John Hurrell – 15 December, 2009
Thomson's ‘Planète Sauvage' series are strikingly dramatic lunar images, but spoilt by being shallow relief. Flat discs flush with the wall, devoid of mass, would have been less clunky and, if less over-elaborate in surface textures, much superior.
La Planète Sauvage
24 November - 22 December 2009
This Liz Thomson show is a step backwards from the sparkling fluoro, overly complicated, glass ‘mini-mattress’ relief sculptures she showed upstairs at Two Rooms last year. She has reverted to the plant forms she is famous for by attaching the small, painted zinc, pohutukawa leaves to shallow-relief ‘planet’ discs and wall surfaces to make up a sort of dotty linear drawing. It looks as if she has made too many tiny leaves and rather than throw them away wasted, decided to keep on using them, even in ‘outer space’ where in that context they look ludicrous.
Apart from the irritating leaves, the drawings of ellipses in perspectively receding alignments (Astrophysics Series) look intriguing - foreshortened saucers on the flat surfaces of relief discs is a clever idea with great visual wit. And the large white projecting shallow disc (Voyage Sauvage) on the other side of the room, peppered with glass ‘mothballs’ on sticks, is absorbing too, with the small balls serving as microcosms to the ‘mother’-macro.
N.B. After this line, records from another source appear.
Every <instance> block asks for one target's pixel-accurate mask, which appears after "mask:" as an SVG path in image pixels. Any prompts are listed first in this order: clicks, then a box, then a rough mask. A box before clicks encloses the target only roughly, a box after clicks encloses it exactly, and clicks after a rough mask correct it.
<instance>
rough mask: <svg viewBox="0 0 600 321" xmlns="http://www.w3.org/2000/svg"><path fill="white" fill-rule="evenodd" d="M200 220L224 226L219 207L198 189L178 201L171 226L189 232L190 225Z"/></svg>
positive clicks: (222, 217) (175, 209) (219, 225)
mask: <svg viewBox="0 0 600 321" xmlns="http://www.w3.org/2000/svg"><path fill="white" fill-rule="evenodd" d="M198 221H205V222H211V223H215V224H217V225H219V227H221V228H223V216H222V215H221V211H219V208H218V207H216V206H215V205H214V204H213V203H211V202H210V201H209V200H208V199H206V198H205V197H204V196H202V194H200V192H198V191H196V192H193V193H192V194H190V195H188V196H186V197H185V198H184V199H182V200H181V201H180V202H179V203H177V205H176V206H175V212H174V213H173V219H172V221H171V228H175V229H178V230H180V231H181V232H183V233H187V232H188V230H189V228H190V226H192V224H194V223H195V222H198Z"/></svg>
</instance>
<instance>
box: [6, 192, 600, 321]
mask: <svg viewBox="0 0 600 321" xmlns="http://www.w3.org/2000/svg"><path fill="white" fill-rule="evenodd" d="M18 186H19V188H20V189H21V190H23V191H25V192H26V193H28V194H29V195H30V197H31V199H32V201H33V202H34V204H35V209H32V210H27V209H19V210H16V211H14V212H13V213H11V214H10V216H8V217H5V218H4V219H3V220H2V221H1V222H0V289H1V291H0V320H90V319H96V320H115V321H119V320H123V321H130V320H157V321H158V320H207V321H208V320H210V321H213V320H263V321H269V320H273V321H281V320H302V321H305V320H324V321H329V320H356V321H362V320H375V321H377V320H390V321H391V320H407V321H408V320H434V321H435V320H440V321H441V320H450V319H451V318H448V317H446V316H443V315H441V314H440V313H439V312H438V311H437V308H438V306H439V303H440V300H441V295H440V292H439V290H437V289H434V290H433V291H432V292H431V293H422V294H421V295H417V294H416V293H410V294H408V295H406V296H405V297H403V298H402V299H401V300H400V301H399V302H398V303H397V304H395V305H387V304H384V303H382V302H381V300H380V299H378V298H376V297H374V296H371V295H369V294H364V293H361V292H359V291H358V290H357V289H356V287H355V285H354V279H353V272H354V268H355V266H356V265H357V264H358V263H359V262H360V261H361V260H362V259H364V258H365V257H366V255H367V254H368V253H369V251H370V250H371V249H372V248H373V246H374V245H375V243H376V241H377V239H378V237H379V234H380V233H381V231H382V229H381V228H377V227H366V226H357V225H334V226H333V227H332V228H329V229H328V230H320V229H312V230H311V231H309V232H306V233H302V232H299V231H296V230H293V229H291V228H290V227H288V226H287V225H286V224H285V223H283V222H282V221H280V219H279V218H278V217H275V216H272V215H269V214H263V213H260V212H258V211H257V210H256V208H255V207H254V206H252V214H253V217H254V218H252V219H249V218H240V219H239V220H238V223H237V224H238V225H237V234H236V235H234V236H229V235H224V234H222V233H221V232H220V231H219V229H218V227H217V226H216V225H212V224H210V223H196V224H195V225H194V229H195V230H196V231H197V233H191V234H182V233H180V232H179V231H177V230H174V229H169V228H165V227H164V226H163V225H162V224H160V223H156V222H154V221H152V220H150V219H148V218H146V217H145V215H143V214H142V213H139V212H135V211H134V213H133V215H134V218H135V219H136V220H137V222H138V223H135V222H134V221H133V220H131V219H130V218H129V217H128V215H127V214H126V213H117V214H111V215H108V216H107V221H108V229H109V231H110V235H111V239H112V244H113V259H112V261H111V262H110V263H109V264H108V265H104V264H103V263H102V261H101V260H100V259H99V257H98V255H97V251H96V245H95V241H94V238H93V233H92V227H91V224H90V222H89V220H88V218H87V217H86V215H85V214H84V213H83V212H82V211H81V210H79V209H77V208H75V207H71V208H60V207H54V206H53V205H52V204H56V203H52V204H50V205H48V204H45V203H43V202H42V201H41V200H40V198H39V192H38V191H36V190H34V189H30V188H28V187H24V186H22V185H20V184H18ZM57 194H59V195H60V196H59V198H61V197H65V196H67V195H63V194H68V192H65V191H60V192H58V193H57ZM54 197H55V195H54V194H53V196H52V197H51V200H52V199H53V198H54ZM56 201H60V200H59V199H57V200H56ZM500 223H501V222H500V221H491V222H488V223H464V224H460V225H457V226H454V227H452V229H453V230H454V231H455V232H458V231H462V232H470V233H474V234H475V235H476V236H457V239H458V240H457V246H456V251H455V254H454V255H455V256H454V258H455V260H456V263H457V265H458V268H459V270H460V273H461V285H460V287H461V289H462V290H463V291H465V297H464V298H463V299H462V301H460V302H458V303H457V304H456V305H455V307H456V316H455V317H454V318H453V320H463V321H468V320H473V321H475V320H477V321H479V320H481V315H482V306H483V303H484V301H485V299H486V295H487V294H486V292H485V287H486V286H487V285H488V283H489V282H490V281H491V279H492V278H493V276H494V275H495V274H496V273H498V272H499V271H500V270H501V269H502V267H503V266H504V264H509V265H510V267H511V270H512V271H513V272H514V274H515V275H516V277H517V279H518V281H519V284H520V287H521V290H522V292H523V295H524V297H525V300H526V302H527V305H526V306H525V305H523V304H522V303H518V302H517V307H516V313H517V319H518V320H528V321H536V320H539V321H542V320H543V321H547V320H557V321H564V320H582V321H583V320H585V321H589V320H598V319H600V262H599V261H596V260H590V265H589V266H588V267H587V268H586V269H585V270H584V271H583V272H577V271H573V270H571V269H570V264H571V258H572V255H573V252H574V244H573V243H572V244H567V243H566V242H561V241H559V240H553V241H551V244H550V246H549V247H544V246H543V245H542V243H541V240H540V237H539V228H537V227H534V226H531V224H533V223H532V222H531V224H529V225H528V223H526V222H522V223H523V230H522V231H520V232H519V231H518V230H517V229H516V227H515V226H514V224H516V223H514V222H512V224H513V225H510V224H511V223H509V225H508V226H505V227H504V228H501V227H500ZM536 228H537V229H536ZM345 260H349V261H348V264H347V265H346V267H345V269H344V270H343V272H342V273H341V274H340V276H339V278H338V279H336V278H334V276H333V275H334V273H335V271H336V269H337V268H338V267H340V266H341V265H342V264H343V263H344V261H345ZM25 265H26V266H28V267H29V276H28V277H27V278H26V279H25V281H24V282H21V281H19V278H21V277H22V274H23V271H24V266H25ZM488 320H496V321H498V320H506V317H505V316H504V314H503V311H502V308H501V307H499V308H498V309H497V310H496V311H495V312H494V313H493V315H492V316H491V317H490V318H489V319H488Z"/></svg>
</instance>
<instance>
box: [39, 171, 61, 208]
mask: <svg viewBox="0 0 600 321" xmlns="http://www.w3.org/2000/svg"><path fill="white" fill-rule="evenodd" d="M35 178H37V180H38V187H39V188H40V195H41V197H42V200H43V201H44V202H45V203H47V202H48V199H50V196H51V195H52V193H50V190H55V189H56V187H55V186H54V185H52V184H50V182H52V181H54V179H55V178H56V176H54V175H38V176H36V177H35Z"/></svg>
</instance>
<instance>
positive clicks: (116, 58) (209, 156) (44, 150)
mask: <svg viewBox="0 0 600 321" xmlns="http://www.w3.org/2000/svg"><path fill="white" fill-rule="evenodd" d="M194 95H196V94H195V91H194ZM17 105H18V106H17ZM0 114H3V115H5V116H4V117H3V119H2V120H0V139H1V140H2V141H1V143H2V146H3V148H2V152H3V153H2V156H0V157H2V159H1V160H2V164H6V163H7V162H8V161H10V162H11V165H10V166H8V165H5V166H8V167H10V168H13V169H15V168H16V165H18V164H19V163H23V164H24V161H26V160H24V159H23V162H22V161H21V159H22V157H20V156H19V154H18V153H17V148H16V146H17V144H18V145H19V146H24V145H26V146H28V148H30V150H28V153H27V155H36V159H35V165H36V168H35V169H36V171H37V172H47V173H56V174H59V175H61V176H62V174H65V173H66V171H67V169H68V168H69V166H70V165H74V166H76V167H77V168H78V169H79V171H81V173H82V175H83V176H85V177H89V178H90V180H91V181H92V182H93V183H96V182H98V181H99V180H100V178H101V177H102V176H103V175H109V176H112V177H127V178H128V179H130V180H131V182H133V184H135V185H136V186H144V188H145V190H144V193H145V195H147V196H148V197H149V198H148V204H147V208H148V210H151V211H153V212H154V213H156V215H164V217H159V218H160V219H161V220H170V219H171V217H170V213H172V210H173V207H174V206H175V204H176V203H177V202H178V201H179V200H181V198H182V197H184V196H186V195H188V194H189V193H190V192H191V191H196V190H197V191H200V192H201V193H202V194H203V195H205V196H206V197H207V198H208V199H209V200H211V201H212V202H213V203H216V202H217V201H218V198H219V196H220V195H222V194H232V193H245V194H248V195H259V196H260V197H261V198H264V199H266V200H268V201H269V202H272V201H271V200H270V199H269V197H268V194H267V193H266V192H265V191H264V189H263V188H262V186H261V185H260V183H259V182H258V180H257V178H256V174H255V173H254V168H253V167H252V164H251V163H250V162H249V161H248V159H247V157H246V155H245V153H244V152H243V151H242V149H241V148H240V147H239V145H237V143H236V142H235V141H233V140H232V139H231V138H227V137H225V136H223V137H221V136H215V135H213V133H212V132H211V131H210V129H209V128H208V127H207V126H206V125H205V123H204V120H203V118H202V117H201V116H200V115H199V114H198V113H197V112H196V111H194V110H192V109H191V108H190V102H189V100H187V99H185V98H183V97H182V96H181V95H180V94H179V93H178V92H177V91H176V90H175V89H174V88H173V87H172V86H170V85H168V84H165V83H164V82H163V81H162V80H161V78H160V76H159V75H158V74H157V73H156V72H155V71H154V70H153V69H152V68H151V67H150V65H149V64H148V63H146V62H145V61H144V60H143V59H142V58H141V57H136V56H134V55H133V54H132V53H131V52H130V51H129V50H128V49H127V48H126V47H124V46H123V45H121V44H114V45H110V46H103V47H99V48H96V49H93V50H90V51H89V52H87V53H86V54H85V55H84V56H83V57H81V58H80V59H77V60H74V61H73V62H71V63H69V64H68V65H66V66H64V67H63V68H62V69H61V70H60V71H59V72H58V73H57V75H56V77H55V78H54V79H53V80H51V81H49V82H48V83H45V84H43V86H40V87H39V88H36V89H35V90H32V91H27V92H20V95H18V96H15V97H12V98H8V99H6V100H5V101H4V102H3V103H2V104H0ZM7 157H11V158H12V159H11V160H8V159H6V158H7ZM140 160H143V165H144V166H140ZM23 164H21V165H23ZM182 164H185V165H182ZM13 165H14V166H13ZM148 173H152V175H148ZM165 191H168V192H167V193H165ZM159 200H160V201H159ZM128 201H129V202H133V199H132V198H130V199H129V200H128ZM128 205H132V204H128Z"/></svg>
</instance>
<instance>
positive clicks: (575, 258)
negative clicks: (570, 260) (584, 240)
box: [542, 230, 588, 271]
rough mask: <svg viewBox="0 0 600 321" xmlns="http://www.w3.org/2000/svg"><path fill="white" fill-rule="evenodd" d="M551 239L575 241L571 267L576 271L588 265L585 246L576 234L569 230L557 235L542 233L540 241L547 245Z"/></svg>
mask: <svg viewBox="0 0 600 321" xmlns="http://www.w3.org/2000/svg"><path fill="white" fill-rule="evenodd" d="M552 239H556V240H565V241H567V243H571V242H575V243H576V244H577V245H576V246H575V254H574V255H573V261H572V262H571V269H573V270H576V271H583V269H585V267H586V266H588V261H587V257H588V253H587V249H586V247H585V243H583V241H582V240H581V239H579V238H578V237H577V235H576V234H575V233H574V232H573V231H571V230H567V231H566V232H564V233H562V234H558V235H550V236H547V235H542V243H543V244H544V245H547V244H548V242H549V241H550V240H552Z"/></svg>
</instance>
Thomson’s ‘Planète Sauvage‘ series are strikingly dramatic lunar images, but spoilt by being shallow relief. Flat discs flush with the wall, devoid of mass, would have been less clunky and, if less over-elaborate in surface textures, much superior. And the huge perspective ‘leaf’ drawing of receding ‘Versailles’ runways on the large wall looks like a strange form of oddly delicate folk art. It is too awkward to succeed because the different-sized leaves and horizontal ovals don’t quite co-ordinate to match the angle of the tilted lanes.
There is nothing here that is a total success - usually because the smooth rounded contours of the three-dimensional circles are such a distraction - but Voyage Sauvage comes close with its comparative understatement and reflexivity. It alone is worth a second visit.